Prioritize And Make The Case For Critical Touchpoints That Support The Strategy

Having built an understanding of business objectives and user goals, the next step is to align these critical pieces and prioritize the activities that will support the most important customer goals.

  • Determine which touchpoints are best suited to support the most important journeys. Once they have uncovered the customer goals and behaviors that are most important to business objectives, customer experience professionals must then identify what content and functionality customers require. The next step is to determine which touchpoints are best suited to support customers’ activities based on the relative capabilities of each channel. For example, a credit card application on a bank website lets users easily type and tab through a form. But it’s unlikely that users will feel the need to apply for a credit card on a mobile phone that is more prone to user input errors. Instead, mobile devices are more appropriate for targeted, frequent tasks, such as checking balances or paying a recurring bill.
  • Rank the relative importance of each touchpoint.

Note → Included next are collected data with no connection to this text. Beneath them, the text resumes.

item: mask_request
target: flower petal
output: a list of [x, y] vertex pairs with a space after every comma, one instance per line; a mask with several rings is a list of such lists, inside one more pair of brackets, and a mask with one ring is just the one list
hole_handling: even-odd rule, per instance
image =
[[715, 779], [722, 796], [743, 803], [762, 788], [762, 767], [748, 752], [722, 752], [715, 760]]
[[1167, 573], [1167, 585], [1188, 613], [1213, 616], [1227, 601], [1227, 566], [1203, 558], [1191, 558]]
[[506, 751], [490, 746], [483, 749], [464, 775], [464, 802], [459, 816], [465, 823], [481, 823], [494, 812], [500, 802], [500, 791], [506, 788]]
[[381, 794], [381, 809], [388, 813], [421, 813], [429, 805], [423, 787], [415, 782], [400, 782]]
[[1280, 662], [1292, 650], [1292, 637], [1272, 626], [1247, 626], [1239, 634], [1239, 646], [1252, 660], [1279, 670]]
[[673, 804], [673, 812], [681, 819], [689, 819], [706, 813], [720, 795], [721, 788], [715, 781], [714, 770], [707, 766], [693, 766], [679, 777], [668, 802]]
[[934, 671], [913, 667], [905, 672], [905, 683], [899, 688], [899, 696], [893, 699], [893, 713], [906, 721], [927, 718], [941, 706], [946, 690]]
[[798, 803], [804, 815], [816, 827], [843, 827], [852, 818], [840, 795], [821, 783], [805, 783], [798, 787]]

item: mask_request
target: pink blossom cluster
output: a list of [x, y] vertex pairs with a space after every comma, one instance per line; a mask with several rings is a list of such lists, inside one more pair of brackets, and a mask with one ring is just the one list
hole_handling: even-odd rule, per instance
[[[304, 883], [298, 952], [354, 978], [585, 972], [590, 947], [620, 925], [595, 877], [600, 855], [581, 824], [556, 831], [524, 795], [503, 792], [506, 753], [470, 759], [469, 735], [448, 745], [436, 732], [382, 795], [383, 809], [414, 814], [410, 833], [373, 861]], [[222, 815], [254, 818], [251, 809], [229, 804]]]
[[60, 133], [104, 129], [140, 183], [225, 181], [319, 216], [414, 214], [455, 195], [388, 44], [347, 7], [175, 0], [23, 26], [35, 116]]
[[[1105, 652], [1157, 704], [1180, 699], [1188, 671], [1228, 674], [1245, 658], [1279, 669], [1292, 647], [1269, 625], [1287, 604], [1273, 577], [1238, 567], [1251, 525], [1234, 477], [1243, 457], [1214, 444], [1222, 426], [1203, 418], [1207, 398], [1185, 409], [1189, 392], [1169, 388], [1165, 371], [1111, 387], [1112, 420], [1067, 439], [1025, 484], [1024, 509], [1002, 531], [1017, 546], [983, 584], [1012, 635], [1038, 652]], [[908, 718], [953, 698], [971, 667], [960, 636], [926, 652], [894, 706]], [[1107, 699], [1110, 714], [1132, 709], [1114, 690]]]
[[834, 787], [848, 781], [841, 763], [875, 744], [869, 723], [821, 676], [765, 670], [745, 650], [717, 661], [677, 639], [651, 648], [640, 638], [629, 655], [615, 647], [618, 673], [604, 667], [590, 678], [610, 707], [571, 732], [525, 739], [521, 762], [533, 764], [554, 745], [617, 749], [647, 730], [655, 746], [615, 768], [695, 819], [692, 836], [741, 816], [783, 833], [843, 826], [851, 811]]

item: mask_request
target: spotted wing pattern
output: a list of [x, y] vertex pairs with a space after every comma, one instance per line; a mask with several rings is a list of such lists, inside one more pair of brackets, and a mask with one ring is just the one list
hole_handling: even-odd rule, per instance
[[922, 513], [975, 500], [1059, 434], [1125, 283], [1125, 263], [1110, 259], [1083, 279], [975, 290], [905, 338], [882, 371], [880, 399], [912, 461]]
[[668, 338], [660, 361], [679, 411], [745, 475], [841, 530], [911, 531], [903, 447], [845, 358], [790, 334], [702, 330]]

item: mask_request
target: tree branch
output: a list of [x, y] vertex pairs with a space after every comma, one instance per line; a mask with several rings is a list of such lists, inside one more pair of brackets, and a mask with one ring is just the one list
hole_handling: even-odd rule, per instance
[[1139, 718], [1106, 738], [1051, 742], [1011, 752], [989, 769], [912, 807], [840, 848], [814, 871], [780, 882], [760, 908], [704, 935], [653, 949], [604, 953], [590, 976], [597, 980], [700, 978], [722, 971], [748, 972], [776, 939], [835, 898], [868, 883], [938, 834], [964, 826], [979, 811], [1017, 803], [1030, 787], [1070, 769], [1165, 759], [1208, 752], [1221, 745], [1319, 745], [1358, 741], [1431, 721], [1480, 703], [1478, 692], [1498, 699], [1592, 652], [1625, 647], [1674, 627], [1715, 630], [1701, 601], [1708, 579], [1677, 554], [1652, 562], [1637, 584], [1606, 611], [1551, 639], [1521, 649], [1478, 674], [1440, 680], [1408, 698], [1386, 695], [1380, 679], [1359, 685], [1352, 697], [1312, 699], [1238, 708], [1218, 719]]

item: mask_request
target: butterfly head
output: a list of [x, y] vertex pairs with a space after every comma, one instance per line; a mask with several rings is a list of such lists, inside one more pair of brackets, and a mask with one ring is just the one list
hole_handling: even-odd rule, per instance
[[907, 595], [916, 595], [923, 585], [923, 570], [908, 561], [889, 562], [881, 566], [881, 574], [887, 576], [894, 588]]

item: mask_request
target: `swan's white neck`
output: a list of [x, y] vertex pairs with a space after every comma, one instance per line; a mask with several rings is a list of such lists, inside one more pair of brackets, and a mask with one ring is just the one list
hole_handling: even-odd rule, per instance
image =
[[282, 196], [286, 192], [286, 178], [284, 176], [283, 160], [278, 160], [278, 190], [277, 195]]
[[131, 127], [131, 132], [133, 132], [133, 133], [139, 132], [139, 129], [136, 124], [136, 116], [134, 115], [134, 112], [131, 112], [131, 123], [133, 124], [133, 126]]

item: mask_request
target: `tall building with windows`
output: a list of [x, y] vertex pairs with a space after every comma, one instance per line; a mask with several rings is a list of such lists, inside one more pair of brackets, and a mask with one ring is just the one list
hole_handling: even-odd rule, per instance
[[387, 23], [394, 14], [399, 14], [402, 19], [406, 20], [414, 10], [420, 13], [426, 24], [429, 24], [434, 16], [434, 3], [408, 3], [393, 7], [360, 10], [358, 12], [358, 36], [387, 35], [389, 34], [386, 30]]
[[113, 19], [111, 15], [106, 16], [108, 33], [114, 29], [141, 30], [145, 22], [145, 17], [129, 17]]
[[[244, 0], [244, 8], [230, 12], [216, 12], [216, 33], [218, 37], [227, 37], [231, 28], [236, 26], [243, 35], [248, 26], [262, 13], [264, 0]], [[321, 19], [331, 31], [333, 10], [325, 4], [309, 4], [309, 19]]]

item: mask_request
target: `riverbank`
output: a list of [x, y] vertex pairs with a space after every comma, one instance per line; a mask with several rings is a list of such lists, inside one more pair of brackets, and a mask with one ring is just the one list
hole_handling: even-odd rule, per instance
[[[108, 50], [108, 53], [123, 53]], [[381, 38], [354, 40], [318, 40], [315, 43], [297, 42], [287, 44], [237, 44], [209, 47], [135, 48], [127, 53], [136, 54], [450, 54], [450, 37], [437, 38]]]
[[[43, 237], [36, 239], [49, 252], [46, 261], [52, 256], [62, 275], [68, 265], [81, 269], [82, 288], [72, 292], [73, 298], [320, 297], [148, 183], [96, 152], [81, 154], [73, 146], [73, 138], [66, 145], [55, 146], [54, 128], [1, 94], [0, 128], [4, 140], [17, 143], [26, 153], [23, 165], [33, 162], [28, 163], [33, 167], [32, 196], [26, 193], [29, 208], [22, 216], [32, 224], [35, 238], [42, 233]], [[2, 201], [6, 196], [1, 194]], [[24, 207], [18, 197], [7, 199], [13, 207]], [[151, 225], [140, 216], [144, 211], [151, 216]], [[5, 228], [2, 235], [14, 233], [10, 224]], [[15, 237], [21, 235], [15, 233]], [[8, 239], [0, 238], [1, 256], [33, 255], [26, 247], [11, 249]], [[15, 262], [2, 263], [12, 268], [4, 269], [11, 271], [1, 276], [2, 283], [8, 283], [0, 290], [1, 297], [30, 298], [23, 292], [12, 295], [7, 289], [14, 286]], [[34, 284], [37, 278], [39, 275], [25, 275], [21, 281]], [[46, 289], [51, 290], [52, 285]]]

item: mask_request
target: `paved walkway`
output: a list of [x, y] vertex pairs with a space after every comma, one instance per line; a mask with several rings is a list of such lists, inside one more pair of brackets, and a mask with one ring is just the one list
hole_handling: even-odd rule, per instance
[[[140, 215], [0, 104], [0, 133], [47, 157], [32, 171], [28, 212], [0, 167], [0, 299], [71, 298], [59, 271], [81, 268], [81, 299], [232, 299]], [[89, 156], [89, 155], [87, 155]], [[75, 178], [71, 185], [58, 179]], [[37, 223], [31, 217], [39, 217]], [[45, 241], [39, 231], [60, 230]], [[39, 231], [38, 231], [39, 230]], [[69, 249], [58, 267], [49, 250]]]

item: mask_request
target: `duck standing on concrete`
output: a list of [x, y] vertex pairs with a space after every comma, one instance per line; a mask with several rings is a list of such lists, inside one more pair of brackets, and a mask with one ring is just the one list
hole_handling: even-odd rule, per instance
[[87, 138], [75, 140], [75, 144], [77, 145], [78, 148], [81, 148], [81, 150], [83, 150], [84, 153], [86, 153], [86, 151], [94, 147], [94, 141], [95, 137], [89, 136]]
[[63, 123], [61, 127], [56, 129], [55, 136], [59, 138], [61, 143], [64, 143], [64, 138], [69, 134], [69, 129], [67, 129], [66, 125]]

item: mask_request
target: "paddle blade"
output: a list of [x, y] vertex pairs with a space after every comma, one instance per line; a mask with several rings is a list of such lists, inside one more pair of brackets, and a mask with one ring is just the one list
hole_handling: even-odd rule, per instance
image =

Faced with an expanding array of tantalizing options for providing interactions with customers, firms need to prioritize the most important touchpoints — and platforms — they should invest in to reach their target users. For example, a South American bank found that the majority of its customers were highly mobile. The initial impulse of its global agency was to build an iPhone app. But disciplined research revealed that the vast majority of the bank’s target customers were BlackBerry users. A simple prioritization matrix based on factors such as benefit to the business, benefit to users, and number and importance of users affected can help determine the overall weighting of channels.
  • Make the case for touchpoint investments. Executives favor projects with clear benefits. That’s why customer experience professionals need to make the case for their investments based on qualitative and quantitative data that shows a problem or opportunity exists, demonstrates the size of the opportunity, and shows cost and benefit estimates. Customer experience professionals should be prepared to make a concise and compelling business case that contains critical information that executives need to make a decision, verbatim customer feedback, and analysis of the projected return on investment (ROI).But the business case shouldn’t be dry. Instead it should surprise and inspire the audience and solicit participation in slated projects

Recommendations: Create A Road map For Digital Customer Experience Transformation

After aligning customer needs with business goals and brand values, customer experience professionals need to put their digital customer experience strategies to work. They should start by creating a road map for digital customer experience transformation based on the strategy. The road map should plot the specific activities required to support each of the most important digital experiences; determine the near-term, midterm, and long-term objectives; and create timelines for implementation.